Inspired to write her film after a vivid nightmare about the end of the world, Brooke Goldfinch’s character-driven tale of an imminent apocalypse, Red Rover, focuses not on why humanity is about to be wiped from the face of the planet, but how mankind reacts to this inevitable expiry.
“I started to ask people how they would spend their final hours and I was fascinated by peoples’ responses”
With the early beginning of Red Rover credited to an idea she had years ago to open a film with a big dinner scene where the audience only later discovers the food is poisoned, the writer/director reveals her story really started to take shape years later after she was influenced by a local news story.
“I was living in New York and a local cult predicted the end of the world”, says Goldfinch. “We were all joking about it but I started to ask people how they would spend their final hours and I was fascinated by peoples’ responses”.
Creating a narrative that orbited around an apocalyptic event, director Goldfinch admits she “was interested in why this genre of films terrifies people when we all face death on a day-to-day basis”. Taking this end-of-days scenario and using it to examine “what we value in life”, Red Rover isn’t the action-packed event you’d expect from this popular sub-genre, instead it’s a piece designed to stimulate self-reflection and a little soul searching.

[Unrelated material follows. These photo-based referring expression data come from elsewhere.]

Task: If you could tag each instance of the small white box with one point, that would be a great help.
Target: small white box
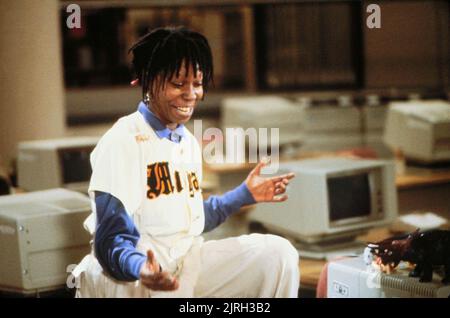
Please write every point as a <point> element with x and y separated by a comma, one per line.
<point>41,234</point>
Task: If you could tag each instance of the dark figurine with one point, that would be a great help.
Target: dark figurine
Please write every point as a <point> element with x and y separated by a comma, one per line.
<point>424,249</point>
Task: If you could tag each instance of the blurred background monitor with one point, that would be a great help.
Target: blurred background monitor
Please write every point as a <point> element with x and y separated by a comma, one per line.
<point>420,130</point>
<point>41,234</point>
<point>331,201</point>
<point>54,163</point>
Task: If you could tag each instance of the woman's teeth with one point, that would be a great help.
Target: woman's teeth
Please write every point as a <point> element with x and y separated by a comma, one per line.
<point>184,109</point>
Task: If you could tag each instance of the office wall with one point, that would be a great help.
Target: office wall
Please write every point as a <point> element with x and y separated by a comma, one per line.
<point>32,91</point>
<point>410,49</point>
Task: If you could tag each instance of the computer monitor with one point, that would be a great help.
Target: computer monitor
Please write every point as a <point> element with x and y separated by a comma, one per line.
<point>332,200</point>
<point>54,163</point>
<point>41,238</point>
<point>420,130</point>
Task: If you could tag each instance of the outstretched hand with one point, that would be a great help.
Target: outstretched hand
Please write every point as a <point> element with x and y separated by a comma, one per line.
<point>154,278</point>
<point>267,189</point>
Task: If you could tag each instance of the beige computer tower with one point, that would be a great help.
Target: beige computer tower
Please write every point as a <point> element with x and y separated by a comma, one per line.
<point>41,235</point>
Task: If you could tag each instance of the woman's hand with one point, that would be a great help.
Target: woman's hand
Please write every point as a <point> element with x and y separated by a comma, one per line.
<point>267,189</point>
<point>153,278</point>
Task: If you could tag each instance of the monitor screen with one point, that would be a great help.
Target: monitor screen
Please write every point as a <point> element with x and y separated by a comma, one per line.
<point>349,196</point>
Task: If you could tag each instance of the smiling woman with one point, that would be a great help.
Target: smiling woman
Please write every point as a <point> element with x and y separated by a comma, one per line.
<point>149,212</point>
<point>174,67</point>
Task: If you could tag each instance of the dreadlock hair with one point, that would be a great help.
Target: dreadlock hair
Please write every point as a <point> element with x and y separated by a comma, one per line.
<point>162,51</point>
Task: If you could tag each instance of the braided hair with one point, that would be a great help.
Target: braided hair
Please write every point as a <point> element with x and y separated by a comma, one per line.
<point>162,52</point>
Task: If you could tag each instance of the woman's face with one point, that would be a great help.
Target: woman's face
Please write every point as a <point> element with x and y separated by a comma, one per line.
<point>174,103</point>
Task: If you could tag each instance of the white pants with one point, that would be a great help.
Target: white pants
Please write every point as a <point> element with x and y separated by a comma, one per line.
<point>254,265</point>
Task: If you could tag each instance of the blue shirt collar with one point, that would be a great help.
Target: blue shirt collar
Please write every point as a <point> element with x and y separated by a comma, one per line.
<point>160,129</point>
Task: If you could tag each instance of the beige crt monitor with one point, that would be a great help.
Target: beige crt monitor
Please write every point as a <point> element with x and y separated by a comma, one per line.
<point>332,199</point>
<point>420,130</point>
<point>55,163</point>
<point>41,236</point>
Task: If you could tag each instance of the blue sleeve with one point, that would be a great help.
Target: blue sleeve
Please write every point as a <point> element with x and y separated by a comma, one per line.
<point>115,239</point>
<point>218,208</point>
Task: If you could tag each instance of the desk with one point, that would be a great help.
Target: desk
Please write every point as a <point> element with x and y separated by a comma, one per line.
<point>419,189</point>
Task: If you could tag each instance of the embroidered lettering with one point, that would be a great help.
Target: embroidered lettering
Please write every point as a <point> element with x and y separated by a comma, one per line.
<point>158,180</point>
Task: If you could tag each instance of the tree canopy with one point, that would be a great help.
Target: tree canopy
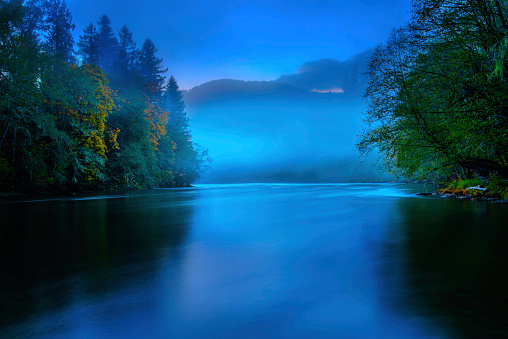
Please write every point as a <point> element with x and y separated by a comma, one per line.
<point>101,123</point>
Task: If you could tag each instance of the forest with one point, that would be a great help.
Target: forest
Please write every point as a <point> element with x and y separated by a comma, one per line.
<point>438,93</point>
<point>94,115</point>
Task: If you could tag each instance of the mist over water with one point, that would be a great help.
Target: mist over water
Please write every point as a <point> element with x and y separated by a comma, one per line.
<point>284,130</point>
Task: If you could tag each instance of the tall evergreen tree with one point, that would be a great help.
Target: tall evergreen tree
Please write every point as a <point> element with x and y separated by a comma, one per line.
<point>108,44</point>
<point>151,68</point>
<point>89,45</point>
<point>126,59</point>
<point>59,40</point>
<point>175,105</point>
<point>187,159</point>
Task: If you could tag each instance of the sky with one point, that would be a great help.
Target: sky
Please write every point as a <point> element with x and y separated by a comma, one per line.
<point>247,40</point>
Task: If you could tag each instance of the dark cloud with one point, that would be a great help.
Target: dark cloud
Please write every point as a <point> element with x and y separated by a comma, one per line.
<point>252,40</point>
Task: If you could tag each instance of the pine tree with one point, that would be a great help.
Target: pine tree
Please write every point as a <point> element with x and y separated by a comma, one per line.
<point>89,45</point>
<point>151,68</point>
<point>108,44</point>
<point>175,105</point>
<point>59,40</point>
<point>127,56</point>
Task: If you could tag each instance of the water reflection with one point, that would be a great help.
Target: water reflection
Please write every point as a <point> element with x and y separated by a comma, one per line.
<point>453,268</point>
<point>53,253</point>
<point>251,261</point>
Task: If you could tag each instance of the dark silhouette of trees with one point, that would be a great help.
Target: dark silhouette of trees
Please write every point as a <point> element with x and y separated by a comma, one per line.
<point>108,44</point>
<point>89,45</point>
<point>65,126</point>
<point>437,96</point>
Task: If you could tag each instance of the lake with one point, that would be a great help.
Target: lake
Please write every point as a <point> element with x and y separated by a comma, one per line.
<point>254,261</point>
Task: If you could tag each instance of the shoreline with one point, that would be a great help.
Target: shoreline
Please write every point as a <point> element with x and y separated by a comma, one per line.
<point>459,195</point>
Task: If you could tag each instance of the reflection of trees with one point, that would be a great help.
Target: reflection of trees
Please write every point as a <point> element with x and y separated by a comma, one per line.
<point>49,249</point>
<point>455,264</point>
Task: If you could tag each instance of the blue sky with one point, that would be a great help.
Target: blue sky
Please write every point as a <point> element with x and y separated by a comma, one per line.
<point>249,40</point>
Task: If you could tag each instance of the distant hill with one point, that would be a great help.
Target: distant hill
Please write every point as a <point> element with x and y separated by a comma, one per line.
<point>229,89</point>
<point>328,74</point>
<point>313,80</point>
<point>296,128</point>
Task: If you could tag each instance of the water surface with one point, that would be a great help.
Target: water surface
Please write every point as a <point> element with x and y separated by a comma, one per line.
<point>251,261</point>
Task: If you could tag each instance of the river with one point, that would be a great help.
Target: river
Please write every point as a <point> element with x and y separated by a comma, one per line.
<point>254,261</point>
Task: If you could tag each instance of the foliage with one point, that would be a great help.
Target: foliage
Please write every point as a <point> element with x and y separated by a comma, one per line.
<point>67,127</point>
<point>437,95</point>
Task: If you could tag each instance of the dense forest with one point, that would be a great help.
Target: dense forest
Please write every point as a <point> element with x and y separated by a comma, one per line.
<point>96,115</point>
<point>438,93</point>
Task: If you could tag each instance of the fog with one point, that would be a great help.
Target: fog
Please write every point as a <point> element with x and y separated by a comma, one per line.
<point>287,130</point>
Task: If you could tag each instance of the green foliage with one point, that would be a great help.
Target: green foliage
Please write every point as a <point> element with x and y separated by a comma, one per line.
<point>465,184</point>
<point>434,108</point>
<point>498,187</point>
<point>65,127</point>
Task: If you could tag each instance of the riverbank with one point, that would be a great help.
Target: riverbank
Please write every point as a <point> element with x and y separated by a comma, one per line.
<point>472,193</point>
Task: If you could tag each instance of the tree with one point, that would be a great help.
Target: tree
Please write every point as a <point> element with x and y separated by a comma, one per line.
<point>108,44</point>
<point>187,159</point>
<point>151,68</point>
<point>59,40</point>
<point>126,61</point>
<point>89,45</point>
<point>434,107</point>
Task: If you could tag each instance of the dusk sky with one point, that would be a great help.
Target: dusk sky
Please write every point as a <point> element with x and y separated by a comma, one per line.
<point>248,40</point>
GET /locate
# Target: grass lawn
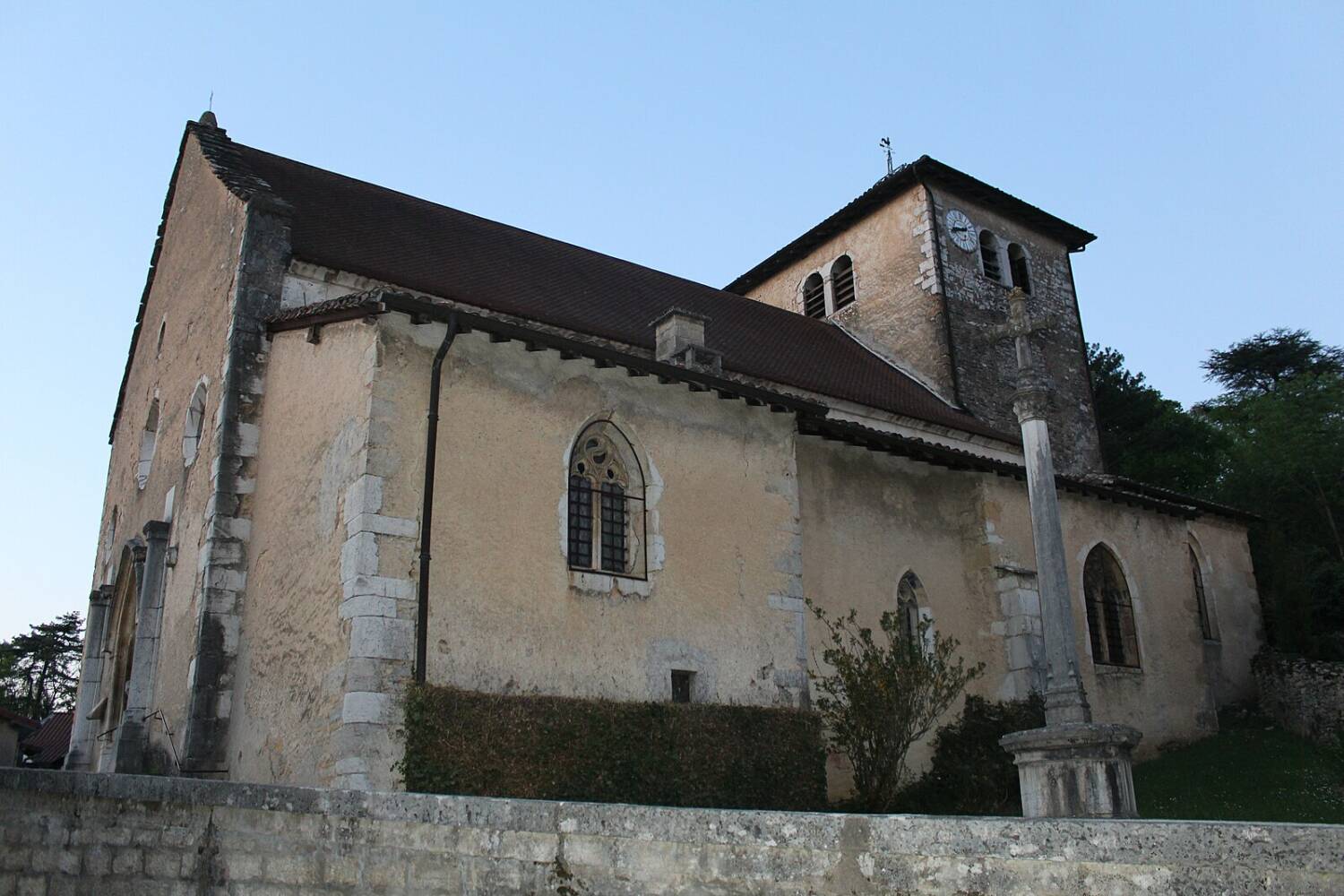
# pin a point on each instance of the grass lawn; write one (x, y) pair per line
(1249, 771)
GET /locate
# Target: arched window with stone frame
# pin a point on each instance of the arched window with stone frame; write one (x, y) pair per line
(814, 296)
(148, 440)
(193, 425)
(607, 520)
(841, 282)
(1110, 610)
(911, 608)
(1202, 598)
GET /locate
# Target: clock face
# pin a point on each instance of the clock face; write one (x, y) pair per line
(961, 230)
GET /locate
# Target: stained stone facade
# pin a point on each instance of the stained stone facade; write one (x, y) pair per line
(258, 589)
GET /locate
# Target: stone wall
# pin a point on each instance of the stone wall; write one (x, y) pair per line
(1305, 696)
(77, 833)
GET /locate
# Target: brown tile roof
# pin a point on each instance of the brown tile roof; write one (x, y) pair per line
(392, 237)
(924, 169)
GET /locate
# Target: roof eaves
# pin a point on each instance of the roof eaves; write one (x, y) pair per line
(1107, 487)
(378, 301)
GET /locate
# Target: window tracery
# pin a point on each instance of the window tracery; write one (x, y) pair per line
(605, 504)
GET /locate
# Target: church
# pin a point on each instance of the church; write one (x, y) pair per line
(363, 438)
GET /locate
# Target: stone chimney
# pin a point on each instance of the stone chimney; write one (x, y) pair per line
(679, 339)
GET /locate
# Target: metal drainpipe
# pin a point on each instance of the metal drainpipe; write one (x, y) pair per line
(427, 505)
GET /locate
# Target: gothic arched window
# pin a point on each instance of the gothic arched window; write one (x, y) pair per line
(605, 503)
(989, 255)
(841, 282)
(909, 594)
(1206, 619)
(1110, 613)
(814, 297)
(1019, 268)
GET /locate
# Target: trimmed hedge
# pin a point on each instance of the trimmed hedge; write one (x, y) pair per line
(465, 742)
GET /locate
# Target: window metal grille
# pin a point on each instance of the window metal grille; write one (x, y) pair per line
(814, 297)
(1018, 268)
(841, 281)
(989, 257)
(1206, 624)
(581, 522)
(1110, 613)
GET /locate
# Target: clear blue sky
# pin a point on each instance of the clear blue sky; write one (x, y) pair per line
(1202, 142)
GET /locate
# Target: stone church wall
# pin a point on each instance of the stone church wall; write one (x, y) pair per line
(191, 300)
(67, 831)
(722, 597)
(1174, 694)
(986, 368)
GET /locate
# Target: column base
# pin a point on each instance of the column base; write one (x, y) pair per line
(1078, 770)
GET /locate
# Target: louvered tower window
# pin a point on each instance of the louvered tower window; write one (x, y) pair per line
(989, 255)
(841, 281)
(814, 297)
(1019, 268)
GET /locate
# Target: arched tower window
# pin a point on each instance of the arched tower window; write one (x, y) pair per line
(989, 255)
(909, 595)
(1206, 619)
(1019, 268)
(605, 503)
(841, 281)
(1110, 613)
(193, 425)
(148, 438)
(814, 297)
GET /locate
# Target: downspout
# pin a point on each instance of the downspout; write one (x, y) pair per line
(943, 293)
(435, 376)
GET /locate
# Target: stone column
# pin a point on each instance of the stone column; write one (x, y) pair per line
(81, 756)
(1072, 767)
(134, 734)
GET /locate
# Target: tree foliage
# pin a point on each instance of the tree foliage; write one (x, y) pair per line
(1282, 417)
(878, 694)
(39, 670)
(1268, 360)
(1273, 444)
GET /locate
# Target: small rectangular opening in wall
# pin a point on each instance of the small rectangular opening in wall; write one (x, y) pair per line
(682, 685)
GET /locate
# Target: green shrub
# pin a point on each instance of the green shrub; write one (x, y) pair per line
(970, 774)
(535, 747)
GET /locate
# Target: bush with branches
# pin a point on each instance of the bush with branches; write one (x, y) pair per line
(878, 694)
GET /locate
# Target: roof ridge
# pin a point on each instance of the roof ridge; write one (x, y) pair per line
(230, 152)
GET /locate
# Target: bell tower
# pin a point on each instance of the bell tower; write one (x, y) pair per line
(919, 268)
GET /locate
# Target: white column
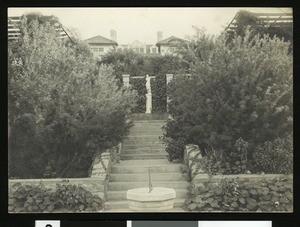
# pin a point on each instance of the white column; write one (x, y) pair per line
(148, 95)
(126, 80)
(169, 77)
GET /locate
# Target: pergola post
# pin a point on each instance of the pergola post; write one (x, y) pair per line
(148, 95)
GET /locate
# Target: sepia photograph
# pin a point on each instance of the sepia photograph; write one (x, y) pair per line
(150, 109)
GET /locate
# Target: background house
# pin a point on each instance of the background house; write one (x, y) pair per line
(13, 30)
(100, 45)
(139, 47)
(169, 45)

Shot with a small crew in upstate New York over six days, Goldfinch decided to keep her production team minimal to maintain the “intimate” feel she wanted in her final film. Filmed using wide lenses and natural light wherever possible, a series of unlucky events (cars exploding, typhoons) meant the filmmaker’s belief that “flexibility is one of the most important qualities a Director can have” was truly put to the test on the Red Rover shoot.
Now working on feature film Splitters, a sci-fi thriller set in the old factory town of Wollongong (Australia), Goldfinch’s lengthier project will explore a lot of the same themes as Red Rover as it explores how everyday people react in extreme situations.